SAN FRANCISCO (CN) – Insiders at Bank of America manipulated the market for auction rate securities to increase their profits at the expense of small investors, shareholders claim in a federal class action. (On Thursday, the SEC announced that Bank of America will return up to $4.7 billion to more than 5,500 investors who bought auction rate securities from it before the market collapsed this year. The bank agreed “in principle” to the settlement, the SEC said.)
Shareholders say that CEO Kenneth Lewis and other BofA directors “stabilized” the market for auction rate securities, in which the company had invested heavily, when the market showed any signs of not being liquid. Their illegal maneuvers included bidding on their own accounts without informing customers, allowing revised bids to be submitted after the market deadline and collaborating with some customers by having them bid at auctions and then compensating them in the secondary market with rates higher than the clearing rate set at the auction, according to the complaint.
By 2007, more auctions were failing than succeeding as the market imploded.

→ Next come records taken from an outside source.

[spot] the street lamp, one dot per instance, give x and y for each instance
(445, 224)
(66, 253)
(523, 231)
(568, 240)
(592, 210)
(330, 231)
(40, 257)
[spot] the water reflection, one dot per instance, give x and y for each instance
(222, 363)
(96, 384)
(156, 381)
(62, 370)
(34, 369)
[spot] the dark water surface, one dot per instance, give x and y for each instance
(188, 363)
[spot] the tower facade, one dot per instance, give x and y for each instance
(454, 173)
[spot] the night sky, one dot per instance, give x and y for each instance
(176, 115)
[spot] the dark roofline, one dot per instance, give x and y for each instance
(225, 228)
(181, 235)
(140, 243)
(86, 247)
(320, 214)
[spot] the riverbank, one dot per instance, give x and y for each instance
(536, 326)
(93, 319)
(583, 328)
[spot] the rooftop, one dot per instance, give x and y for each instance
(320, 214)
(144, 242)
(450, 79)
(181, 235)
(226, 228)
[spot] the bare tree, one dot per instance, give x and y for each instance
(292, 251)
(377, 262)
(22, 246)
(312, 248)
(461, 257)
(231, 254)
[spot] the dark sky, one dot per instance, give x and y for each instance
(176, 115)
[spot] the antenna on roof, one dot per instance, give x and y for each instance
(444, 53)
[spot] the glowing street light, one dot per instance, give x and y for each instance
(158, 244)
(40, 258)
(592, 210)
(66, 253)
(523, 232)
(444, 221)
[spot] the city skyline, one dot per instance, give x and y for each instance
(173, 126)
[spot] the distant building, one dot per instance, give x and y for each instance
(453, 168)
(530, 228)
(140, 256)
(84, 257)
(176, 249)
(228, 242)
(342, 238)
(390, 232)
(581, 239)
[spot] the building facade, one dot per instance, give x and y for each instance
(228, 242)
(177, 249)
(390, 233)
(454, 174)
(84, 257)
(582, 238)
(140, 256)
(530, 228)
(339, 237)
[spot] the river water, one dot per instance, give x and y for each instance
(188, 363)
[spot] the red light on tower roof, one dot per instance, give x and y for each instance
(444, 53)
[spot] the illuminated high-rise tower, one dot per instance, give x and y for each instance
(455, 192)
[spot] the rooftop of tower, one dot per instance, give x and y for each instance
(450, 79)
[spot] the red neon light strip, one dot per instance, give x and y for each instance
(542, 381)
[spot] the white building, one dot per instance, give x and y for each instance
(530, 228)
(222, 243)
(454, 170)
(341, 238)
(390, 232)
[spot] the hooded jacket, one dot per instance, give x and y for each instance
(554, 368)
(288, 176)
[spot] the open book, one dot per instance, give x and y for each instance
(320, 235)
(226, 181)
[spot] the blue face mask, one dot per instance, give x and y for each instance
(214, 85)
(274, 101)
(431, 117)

Directors allegedly sold the securities to unsuspecting investors, leaving thousands of investors with millions of dollars of highly illiquid and essentially worthless investments.
Plaintiffs say the scheme could cost the company billions of dollars in settlements, fines and lost business and has made it the subject of investigations by the Securities and Exchange Commission and the New York Attorney General.
Plaintiffs want their money back, more corporate oversight for Bank of America and other relief the court deems appropriate. They are represented by Michael Ram with Levy, Ram & Olson.